ビギナーズ・パラドックス

 一般向けの相対性理論の解説書を読んでいると、大抵「双子のパラドックス」というのが出てくる。光速度に近い速さで飛ぶ宇宙船に乗って地球を飛び立った兄と、地球に残った弟では、相対性理論によれば(なにしろ相対的には)立場は同じはずなのに、実際には宇宙船に乗っていった兄の方が若いまま歳をとらない、とされるのはなぜか、これはパラドックスではないのか、という話である。

 中学生くらいで、これをはじめて読んだときに私が感じた気持ちを素直に書くと、
「なにがなんだかわからない」
 であった。そもそも「パラドックス」という言葉に普通の中学生はあまりなじみがないのだが、私にはどうしてこれがパラドックスになるのかわからなかった。それから数年間のうちに何度も本を読み返して、それからよくよく考えてみてやっと、確かに逆説になっていることがわかったのだが、そもそも、相対性理論のことを学ぼうとしている、だから相対性理論にあまりなじみがない人間にこんな話をすること自体間違っていると思う。この「双子のパラドックス」は、タイムマシンに関連して出てくる「父親殺しのパラドックス」などと異なり、結局パラドックスではない、という結論になるのだからなおさらである。

 似たような話に「シュレーディンガーの猫」という話がある。これも、量子力学を解説した科学解説書によく出てくるのだが、やっぱりそういう場に出すのがあまり賢明とはいえない話である。正直言って、今なお納得できないところが残っている。

 量子力学の考え方によれば、電子などの素粒子は、さまざまな状態の可能性を重ね合わせた形で書かれる。たとえばAという状態を三〇パーセント、Bという状態を七〇パーセントの確率でとると言った場合、これは、普通はAかBのどちらかの状態にあるのに、それがどちらかわからないという意味なのだが、量子力学が効力を持つ素粒子などの領域では、この二つの状態を同時にとっていて、この比率で混ぜ合わせたような状態にある、というのである。実際に、AであるかBであるかを決める実験をすると、確率どおり、それぞれが3:7の確率で観測される。しかし、観測される前は、あくまでAとBのどちらでもあるようなのだ。

 要するに、観測される前の電子の状態はどちらでもある、両方を重ねたような状態にある、というのがキモなのである。しかも、そう考えてみようというような話ではなくて、自然界はすべからくそうなっているのだ、というのである。
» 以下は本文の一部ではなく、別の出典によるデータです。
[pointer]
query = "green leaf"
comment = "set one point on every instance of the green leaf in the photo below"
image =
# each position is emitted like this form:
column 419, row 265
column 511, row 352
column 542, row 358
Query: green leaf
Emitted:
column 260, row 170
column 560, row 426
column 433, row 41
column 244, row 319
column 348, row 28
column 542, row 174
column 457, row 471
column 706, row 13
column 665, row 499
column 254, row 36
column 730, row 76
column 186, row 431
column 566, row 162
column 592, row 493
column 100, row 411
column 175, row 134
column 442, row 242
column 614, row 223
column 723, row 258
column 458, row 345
どうしてそんなことがわかったのかと言われると、たとえば電子が自分自身と干渉して縞模様をスクリーンに作るとか、そんな話が背景にあるのだが、ここではあまり深入りしないで、とにかくそうなのである、と書いておく。興味のある人は市販の解説書を読んでみて下さい。

 さあ、はじめてこういう話を聞く人は、ここまでで、いいかげん何がなんだかわからなくなっていることと思う。「シュレーディンガーの猫」は、この状態の読者につきつけられる(ことがよくある)パラドックスなのだ。既に御存知の方には冗長になるが「シュレーディンガーの猫」の話を簡単に解説すると、こういうことである。今、ここに猫が一匹いて、箱の中に入っている。箱は大きくて、電子の状態がAであるかBであるかを測定する装置も一緒に入っている。今、Aであるということが観測されると、自動的に中のモーターが動いて、置いてあるガラス瓶を割る。ガラス瓶の中には強力な毒ガスが入っていて、それを吸うと猫は死ぬ。
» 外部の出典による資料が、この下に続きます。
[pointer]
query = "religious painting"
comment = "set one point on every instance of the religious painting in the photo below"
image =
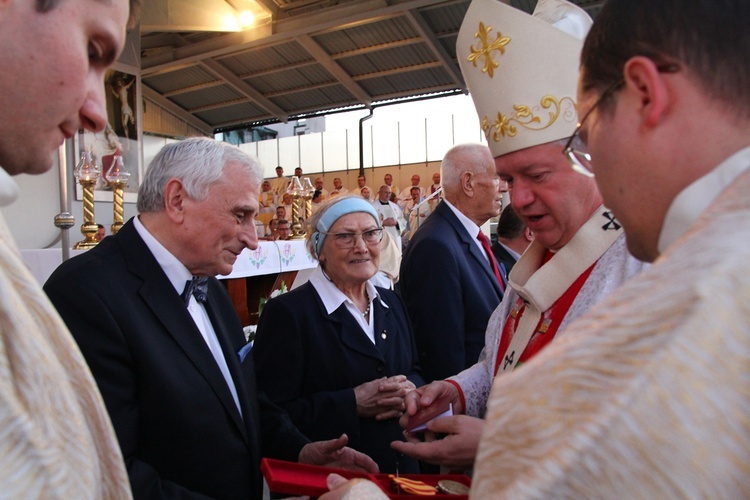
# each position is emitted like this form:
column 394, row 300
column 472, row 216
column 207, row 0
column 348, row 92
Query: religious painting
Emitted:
column 121, row 136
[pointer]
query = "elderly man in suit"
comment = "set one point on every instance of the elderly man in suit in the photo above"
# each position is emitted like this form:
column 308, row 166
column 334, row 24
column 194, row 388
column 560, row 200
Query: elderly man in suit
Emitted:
column 162, row 338
column 449, row 281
 さてここからである。観測される前は電子の状態はどちらでもある、と書いた。観測というのは、人間が測定器を覗いて、どちらであるかを確認することである。今、測定器は全部箱の中に入っていて、見えない。とすると、電子はまだ人間によって観測されていない、と考えることもできるわけだ。つまり、電子はまだAとBを重ね合わせた状態にある。だから、観測器は電子の状態に従って、Aを観測した装置とBを観測した装置を重ね合わせたものになっているはずである。さらに、毒の入った瓶は、割れている状態と、割れていない状態を重ね合わせたものでもある。もっと言えば、毒ガスを吸って死んでしまった猫と、まだ生きていて昼寝をしている猫を重ね合わせた猫が中に「重なった状態で」存在していることになるのである。
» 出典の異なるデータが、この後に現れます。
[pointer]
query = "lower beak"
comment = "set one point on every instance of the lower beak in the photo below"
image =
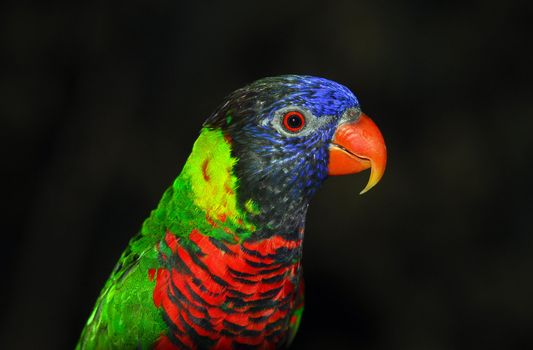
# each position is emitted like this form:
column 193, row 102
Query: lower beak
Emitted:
column 357, row 146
 で、それがどうしたというのだろう、と私は思ったのだ。そうではいけないのだろうか。そもそも電子だって、今まで思っていたのとは違って、異なる状態の重ね合わせなのだ、という理解しがたくて受け入れがたい話をいま聞いたばかりなのである。猫が重なった状態であっていけないわけなんかあるだろうか。箱の中の猫は、死んでいるのと生きているのが重なっている。箱を開けると、それがぱっとどちらかの状態に決定されて、我々は「死んでいる猫」か「生きている猫」のどちらかをそこに見ることになる。それでいいじゃないか。

 もちろん、たいていの解説書には、そうではないのだ、実は観測器に電子の状態の観測がかかった時点で状態の収束が起こるので、箱の中の猫はやっぱり、死んでいるか生きているかのどっちかなのだ、ということが続いて書かれているわけだが(ややこしいことに、本当を言えばここにもまだ議論の余地があるらしい)、どうも重なった猫に疑問を抱けない以上、この結論にも納得できないわけなのである。

 まとめよう。初心者には今説明しようとしている理論が抱えるパラドックスを語ってはいけない。疑問点をはっきりさせてくれるパラドックスが逆に理解の妨げとなるからである。うーむ、これもまた一つのパラドックスであるな。